History of Miner Monarchs


Suzie Ronk with tagged Monarch.

The History of Miner Monarchs

Miner Monarchs began when Emma and I were in 5thgrade. I found an article in the New York Times explaining about the monarch’s decline in population. I sent Emma a link to the article, and we agreed we needed to do something. My father, who is on the Friends of Goosepond board, spoke to the Friends, and they kindly agreed to let us share their booth at Marsh Madness. We sold rubber-band bracelets, cupcakes, and coloring sheets. We raised $300, and we decided to use our profits to build a butterfly garden at the new Goosepond visitor’s center.

When Emma and I entered sixth grade, we decided we wanted our club to be more than just she and I, so we approached our science teacher, Cara Graves, about sponsoring a club for the middle school. She said she would help us, and Miner Monarchs was officially born.
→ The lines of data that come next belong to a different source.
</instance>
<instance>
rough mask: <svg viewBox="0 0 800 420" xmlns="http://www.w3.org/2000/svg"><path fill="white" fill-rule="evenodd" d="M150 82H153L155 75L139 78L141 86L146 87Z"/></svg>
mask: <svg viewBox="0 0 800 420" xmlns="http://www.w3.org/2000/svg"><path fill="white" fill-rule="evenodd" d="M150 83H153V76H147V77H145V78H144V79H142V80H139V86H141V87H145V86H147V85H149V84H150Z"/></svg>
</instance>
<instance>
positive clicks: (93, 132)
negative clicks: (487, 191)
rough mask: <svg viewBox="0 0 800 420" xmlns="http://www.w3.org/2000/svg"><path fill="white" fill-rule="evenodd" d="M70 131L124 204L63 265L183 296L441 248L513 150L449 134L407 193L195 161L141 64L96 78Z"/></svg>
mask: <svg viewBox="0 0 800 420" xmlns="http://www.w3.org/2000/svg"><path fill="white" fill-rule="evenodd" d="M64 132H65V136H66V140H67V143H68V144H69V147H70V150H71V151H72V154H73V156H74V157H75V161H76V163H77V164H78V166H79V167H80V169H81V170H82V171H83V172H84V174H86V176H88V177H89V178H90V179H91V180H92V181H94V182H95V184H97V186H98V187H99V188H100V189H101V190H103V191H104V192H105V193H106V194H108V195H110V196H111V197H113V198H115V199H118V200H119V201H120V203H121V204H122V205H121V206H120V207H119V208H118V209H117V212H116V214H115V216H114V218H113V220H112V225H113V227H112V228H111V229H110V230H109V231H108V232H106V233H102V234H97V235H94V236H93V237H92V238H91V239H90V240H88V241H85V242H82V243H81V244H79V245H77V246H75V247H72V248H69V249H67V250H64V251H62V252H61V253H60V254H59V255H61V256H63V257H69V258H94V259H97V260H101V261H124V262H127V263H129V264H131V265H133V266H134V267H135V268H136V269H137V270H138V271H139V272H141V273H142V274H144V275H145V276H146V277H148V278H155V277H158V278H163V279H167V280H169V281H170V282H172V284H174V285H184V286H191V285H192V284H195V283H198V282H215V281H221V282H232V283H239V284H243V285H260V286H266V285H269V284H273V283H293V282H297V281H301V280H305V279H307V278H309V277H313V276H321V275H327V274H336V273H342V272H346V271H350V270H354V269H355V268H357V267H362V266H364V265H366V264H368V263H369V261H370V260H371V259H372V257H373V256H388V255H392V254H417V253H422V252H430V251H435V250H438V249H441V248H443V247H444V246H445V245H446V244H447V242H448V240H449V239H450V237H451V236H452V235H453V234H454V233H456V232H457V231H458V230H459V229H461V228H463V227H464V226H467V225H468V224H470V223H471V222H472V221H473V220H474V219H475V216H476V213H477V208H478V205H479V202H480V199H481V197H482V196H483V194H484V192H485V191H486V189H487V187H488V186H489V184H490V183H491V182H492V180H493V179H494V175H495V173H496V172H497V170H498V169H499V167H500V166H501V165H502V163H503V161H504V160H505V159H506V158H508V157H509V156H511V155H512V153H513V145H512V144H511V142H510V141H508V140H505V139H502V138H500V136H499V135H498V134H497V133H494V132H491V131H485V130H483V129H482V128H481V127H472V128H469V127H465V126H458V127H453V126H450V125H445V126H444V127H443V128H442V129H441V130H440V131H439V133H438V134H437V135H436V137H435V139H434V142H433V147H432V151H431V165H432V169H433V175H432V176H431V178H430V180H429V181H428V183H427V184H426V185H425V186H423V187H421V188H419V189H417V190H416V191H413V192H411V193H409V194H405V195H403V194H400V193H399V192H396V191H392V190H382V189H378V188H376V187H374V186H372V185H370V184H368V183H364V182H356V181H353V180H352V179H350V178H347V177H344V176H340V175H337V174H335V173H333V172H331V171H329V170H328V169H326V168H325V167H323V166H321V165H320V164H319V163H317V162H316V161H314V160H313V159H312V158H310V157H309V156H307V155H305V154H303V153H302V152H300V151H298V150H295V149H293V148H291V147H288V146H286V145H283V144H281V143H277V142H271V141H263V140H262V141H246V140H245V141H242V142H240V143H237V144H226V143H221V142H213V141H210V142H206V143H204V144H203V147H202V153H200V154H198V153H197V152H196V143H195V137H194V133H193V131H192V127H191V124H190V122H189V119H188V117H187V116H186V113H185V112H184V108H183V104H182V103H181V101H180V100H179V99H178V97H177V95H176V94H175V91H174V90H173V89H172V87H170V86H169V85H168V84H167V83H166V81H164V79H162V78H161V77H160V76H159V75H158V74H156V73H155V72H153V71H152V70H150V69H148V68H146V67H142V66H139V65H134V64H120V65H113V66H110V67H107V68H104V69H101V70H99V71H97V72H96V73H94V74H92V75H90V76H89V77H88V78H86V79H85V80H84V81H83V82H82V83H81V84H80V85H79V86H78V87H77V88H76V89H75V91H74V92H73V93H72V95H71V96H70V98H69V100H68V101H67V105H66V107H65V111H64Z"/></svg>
Before the next Marsh Madness, we were invited to speak at the Marsh Madness banquet, and to sell something at the silent auction. My father and I, with some help from a few other people, made a bench after Aldo Leopold’s design, who, in my opinion, is the greatest conservationist of our time. The bench sold for around $500, and the next day at Marsh Madness, we raised about $300 selling duct tape items, scarves, hair bows, and brownies.

A bit after Marsh Madness, we were invited to have a booth at the Indianapolis Earth Day Festival, because the theme was monarch butterflies. We went there, and helped to spread the word about monarchs, and their troubles.

Emma and I were invited to speak at the Indiana Wildlife Federation, but since Emma was on vacation, I went, and gave a speech about what Miner Monarchs goals were. I was surprised that, while I was there, Emma and I had earned Wildlife Conservationists of the Year Award.

Miner Monarchs will return to Marsh Madness this year, and hopefully we teach more people about these amazing creatures, and why we need to protect them.  See you there!!